A start-up is a new business venture that aims to meet a marketplace’s need, want or solve problems by developing a viable business model around products, services, processes or platform. It goes without saying that almost every tech start-up has an idea that’s probably worth protecting. An idea is nothing but an intellectual property (IP). An idea can take form of codes, algorithms, research findings etc. A start-up that relies on IPR must ensure that their IP is fairly protected. Unfortunately, this area remains neglected in the race of giving best products or services to satisfy clients. As a result, an IP on which a start-up actually relies is not sustained longer. The question looms that “do they really know about the legal rights while protecting IP?”
It is important for start-ups to secure all their legal aspects and have a clear vision on how to proceed with their idea. Understanding legal rights would help start-ups avoid IP disputes which can incur hefty fine, litigation cost or even closure. The most important IP rights under which a start-up could protect its intangible assets and amass financial benefit from their usage are patents, trademarks and designs.

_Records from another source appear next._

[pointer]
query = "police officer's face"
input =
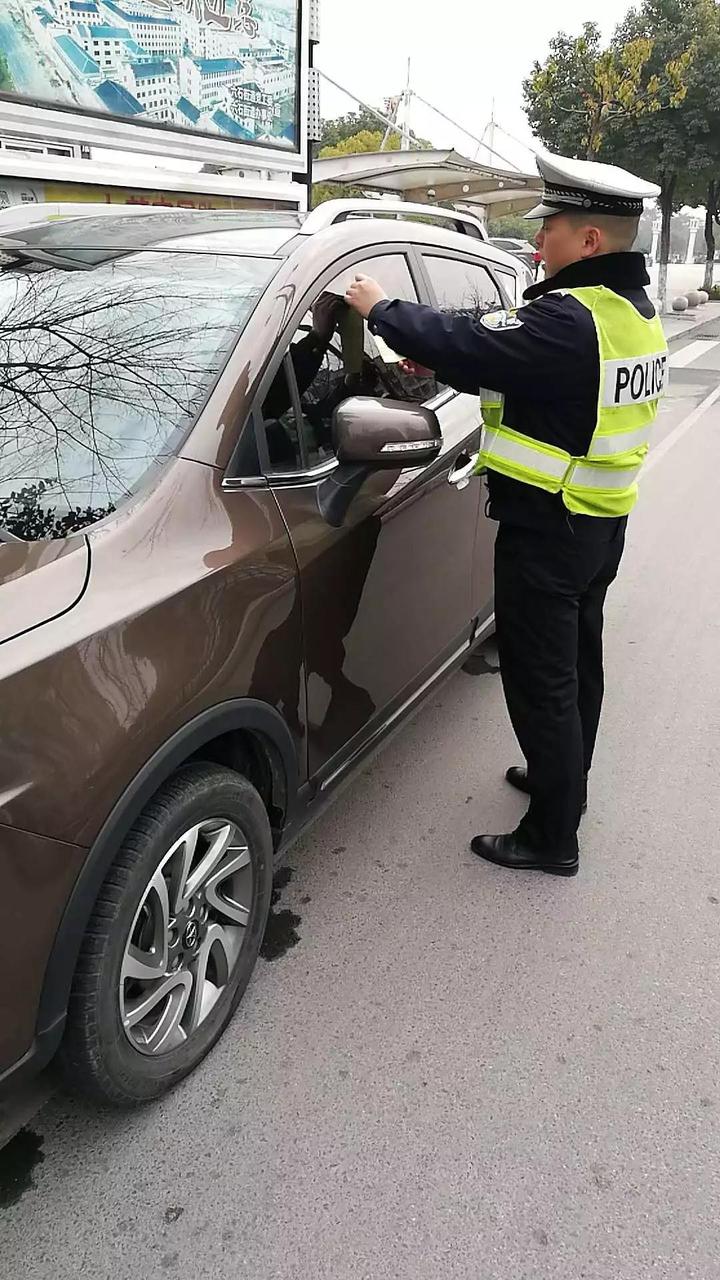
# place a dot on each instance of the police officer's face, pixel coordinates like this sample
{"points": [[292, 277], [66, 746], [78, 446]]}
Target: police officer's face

Most start-ups have informal working atmosphere since they majorly constitutes friends, colleagues and relatives. Such start-ups may face problems in the long run especially if certain formal requirements are not fulfilled. Legal agreements in the form of non-disclosure agreements, among the founders, employees and vendors are extremely important in order to protect the intangible assets of an organization from infringement and to protect trade secret. During commercialization, a start-up should always keep in mind the disclosure of the inventive product or process before the registration because IP rights would be of no use without prior disclosure. Accordingly, founders must take expert opinions regarding product commercialisation and process disclosure before patenting or applying for industrial design. Once these aspects have been strategized, and required measures are taken, the product may be launched into the public domain.
IP is an interesting area of law and is extremely relevant for start-ups and entrepreneurs. Knowing just the benefits of IP are not enough, start-ups also need to know their legal rights, since a small mistake might end up costing them millions.